Scaling seismic foundation models on AWS: Distributed training with Amazon SageMaker HyperPod and expanding context windows
A new distributed training solution achieved near-linear scaling and massively expanded context windows for 3D geological analysis.
Geoscience data leader TGS, in collaboration with the AWS Generative AI Innovation Center, has dramatically accelerated the training of its Vision Transformer-based Seismic Foundation Models (SFMs). The partnership focused on overcoming key bottlenecks: the massive scale of proprietary 3D seismic data, computationally intensive training cycles, and the need to analyze larger geological contexts. By implementing a solution built on Amazon SageMaker HyperPod, the team established a resilient, scalable training infrastructure that streams terabytes of data directly from Amazon S3, eliminating intermediate storage layers and maintaining high GPU throughput.

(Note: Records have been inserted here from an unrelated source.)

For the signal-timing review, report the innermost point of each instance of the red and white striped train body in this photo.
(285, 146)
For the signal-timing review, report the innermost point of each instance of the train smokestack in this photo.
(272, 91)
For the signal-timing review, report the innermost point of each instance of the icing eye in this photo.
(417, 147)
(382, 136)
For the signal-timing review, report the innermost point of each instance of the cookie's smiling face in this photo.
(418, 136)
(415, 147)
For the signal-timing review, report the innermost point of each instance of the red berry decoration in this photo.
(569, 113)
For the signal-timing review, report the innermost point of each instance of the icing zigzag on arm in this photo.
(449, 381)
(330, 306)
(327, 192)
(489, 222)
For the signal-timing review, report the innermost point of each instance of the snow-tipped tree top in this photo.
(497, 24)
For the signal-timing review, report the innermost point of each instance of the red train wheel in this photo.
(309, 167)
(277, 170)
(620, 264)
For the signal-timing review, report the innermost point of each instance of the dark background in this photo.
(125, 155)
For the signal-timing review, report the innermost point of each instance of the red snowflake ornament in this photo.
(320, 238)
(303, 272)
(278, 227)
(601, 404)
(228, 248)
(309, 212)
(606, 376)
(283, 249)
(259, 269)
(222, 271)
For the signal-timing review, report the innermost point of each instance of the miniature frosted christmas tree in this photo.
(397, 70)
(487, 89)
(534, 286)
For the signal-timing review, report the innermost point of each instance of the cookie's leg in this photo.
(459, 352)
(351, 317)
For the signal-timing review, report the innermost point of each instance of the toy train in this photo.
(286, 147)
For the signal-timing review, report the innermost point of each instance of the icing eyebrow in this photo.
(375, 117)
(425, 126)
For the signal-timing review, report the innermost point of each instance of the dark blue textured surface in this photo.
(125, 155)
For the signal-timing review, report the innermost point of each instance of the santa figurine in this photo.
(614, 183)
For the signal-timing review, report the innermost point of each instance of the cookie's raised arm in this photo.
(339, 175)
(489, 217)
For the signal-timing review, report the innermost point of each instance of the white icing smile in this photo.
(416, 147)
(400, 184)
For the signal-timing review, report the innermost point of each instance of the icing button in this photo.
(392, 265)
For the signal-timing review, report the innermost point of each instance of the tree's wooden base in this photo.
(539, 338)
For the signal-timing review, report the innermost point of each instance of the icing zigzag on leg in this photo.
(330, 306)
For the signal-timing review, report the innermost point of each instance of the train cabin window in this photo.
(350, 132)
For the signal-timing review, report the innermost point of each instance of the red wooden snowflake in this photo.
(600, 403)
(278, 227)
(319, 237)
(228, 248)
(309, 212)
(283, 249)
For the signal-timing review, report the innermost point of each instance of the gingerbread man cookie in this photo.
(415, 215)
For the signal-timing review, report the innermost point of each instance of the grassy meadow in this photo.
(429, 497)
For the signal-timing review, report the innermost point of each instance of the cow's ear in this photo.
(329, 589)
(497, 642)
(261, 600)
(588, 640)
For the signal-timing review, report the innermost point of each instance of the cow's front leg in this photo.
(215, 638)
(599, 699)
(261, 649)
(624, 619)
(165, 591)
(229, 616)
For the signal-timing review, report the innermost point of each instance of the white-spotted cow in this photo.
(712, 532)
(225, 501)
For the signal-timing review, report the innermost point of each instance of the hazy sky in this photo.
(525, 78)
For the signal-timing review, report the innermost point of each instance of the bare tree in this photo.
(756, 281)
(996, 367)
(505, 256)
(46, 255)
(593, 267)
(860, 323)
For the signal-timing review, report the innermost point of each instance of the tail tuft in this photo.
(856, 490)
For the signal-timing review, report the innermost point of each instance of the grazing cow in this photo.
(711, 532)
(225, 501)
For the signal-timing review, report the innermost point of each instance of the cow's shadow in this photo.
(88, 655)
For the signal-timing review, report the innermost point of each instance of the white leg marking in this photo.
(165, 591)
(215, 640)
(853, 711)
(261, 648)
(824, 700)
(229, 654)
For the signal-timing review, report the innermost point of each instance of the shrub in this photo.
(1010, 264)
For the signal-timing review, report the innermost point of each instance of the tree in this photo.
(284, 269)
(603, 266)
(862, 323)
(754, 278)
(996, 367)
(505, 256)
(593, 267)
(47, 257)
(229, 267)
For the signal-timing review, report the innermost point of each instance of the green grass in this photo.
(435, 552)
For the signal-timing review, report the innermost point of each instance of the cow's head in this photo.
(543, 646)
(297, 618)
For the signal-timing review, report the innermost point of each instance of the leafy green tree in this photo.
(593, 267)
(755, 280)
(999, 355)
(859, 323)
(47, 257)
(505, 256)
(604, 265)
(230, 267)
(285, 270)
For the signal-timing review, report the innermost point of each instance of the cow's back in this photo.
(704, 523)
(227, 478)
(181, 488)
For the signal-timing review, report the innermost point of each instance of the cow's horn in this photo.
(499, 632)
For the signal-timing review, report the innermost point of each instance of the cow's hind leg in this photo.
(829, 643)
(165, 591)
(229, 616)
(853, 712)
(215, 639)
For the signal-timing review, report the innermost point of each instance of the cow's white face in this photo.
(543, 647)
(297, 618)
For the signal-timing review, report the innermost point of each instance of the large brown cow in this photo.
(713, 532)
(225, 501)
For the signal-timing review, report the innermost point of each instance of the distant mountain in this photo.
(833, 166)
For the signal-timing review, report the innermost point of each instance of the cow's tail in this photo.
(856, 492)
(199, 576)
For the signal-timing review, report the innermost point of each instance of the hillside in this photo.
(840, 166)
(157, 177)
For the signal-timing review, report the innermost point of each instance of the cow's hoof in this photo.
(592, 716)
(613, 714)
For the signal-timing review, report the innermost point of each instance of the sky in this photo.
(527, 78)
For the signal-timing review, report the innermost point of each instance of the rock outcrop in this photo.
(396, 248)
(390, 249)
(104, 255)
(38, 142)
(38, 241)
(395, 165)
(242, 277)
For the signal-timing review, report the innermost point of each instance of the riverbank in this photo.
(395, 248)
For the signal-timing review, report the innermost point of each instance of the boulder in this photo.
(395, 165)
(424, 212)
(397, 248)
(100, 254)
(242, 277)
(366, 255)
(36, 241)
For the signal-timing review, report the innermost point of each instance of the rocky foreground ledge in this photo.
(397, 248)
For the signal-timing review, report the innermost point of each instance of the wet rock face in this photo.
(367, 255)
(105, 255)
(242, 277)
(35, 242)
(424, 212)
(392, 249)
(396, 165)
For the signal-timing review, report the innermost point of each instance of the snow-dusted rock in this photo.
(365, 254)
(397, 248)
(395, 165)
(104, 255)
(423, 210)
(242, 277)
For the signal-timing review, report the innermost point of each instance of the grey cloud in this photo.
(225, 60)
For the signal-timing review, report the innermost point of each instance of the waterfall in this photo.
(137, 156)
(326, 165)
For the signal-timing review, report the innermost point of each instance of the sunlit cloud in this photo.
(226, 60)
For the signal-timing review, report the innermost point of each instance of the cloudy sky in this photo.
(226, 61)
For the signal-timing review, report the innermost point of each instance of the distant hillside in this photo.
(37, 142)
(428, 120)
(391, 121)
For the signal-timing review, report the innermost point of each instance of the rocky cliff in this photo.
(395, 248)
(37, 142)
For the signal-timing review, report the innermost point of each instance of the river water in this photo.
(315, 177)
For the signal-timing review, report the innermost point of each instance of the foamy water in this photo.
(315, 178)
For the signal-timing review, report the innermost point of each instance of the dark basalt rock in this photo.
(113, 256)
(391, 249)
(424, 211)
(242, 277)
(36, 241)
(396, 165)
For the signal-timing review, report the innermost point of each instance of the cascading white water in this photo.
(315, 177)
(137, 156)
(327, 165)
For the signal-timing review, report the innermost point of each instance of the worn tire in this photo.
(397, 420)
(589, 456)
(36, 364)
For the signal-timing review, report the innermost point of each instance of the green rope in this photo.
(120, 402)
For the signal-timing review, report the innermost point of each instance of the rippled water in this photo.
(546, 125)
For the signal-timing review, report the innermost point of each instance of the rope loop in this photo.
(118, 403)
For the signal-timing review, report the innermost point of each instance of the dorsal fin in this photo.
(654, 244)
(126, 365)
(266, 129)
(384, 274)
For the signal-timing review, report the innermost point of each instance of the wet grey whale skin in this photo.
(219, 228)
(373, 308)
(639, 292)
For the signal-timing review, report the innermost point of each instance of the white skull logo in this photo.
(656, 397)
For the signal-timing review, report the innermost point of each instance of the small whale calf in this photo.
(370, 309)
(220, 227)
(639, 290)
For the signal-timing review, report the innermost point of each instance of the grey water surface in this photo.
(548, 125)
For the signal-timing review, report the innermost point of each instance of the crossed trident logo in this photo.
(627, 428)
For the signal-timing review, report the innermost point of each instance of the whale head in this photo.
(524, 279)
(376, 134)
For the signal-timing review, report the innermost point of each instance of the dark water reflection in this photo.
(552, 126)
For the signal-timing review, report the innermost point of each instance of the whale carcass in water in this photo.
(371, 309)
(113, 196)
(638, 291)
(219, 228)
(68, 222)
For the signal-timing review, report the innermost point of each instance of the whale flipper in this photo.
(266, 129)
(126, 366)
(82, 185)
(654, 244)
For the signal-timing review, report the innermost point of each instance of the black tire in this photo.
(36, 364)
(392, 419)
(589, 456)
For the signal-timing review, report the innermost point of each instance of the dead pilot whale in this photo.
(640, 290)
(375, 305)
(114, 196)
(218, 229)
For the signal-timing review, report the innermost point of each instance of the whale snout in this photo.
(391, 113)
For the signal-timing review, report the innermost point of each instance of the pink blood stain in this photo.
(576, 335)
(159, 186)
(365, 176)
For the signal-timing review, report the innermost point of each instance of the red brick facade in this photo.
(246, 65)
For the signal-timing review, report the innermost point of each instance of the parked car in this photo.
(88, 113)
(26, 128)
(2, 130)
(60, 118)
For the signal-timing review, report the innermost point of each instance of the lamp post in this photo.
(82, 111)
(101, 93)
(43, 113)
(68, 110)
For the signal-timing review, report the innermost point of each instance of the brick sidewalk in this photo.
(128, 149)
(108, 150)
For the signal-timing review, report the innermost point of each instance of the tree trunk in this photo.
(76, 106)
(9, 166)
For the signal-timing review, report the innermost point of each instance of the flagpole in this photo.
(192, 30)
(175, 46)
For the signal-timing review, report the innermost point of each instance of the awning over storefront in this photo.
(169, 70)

The core of the performance leap came from optimizing distributed training across a cluster of 16 Amazon EC2 P5 instances, each equipped with 8 NVIDIA H200 GPUs. Using advanced parallelization and context parallelism techniques, the system achieved near-linear scaling, allowing the SFM to process significantly larger 3D volumes than before. This architectural overhaul reduced the model's training time from an estimated six months down to a mere five days. The expanded context window now enables the AI to capture both fine local details and broader geological patterns simultaneously, providing more comprehensive insights for energy exploration and production workflows.
- Training time for TGS's Vision Transformer seismic model was reduced from 6 months to 5 days using distributed training on Amazon SageMaker HyperPod.
- The solution uses a cluster of 16 EC2 P5 instances with 128 NVIDIA H200 GPUs and achieves near-linear scaling for efficient model training.
- Expanded context windows allow the AI to analyze larger 3D geological volumes, capturing both local details and broader patterns for better exploration insights.
Why It Matters
This breakthrough enables faster iteration on complex geological AI models, accelerating discovery and de-risking for the global energy sector.